The recent evidence from Neandertal DNA that indicates that ‘modern’ humans and Neandertals interbred has already demolished that notion.2 Even prior to that, however, the evidence for humanity in Neandertals, including abstract thought, had already been accumulating relentlessly. Things associated with their remains include musical instruments, cooking implements and spices, objects of artistic expression, jewellery, grave ornaments and more.3 These made it frankly ridiculous to claim that these were some sort of spiritless animal ‘prototype’ of humanity.

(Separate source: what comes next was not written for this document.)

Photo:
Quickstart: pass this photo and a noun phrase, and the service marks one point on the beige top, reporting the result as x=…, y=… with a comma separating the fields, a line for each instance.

Now there is also evidence that suggests that these people hunted birds for their decorative feathers, such as adorned the head-dresses of some native American tribes.4 A team headed by a paleontologist from the Gibraltar Museum analyzed the remains of some 1,700 Pleistocene (‘Ice Age’) sites across Eurasia and North Africa. They found that Neandertal remains were strongly associated (and more so than non-Neandertal human remains) with the remains of raptors (eagles, etc.) and corvids (crows and the like).

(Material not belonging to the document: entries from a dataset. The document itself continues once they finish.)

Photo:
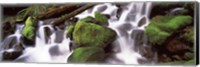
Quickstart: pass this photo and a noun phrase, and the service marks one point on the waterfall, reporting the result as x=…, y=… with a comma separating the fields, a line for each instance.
x=131, y=15
x=134, y=16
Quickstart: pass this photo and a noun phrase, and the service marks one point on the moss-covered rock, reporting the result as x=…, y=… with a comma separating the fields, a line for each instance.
x=90, y=34
x=29, y=30
x=69, y=31
x=162, y=27
x=102, y=19
x=87, y=55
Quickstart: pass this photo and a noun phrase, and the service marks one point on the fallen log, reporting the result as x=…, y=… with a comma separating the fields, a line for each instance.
x=72, y=14
x=63, y=9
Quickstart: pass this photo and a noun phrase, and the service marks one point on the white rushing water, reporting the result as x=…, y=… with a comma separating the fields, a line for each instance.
x=59, y=52
x=131, y=14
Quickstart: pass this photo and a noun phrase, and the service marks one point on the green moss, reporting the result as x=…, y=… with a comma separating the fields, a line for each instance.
x=102, y=19
x=29, y=29
x=90, y=34
x=33, y=10
x=87, y=54
x=30, y=22
x=162, y=27
x=89, y=19
x=171, y=23
x=70, y=31
x=176, y=23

People today don’t eat these types of birds, and in any case there were never any of the usual signs of butchery for meat on these bird bones; the only cut marks were on the wings, where there is not much meat. This suggests Neandertals hunted them not for food, but for their generally dark, resplendent flight feathers, i.e. for decorative purposes.
A 2011 find in Northern Italy had already suggested this conclusion, but it had been dismissed by some as an isolated practice. However, these later findings are widespread across Eurasia.
In addition to denying ‘long-age creation’ thinking about prehumans, it also baffles the evolutionary notion that these were some sort of dull-witted people with only basic survival instincts. As one researcher said: “A purely utilitarian kind of person does not put on a feathered head-dress.”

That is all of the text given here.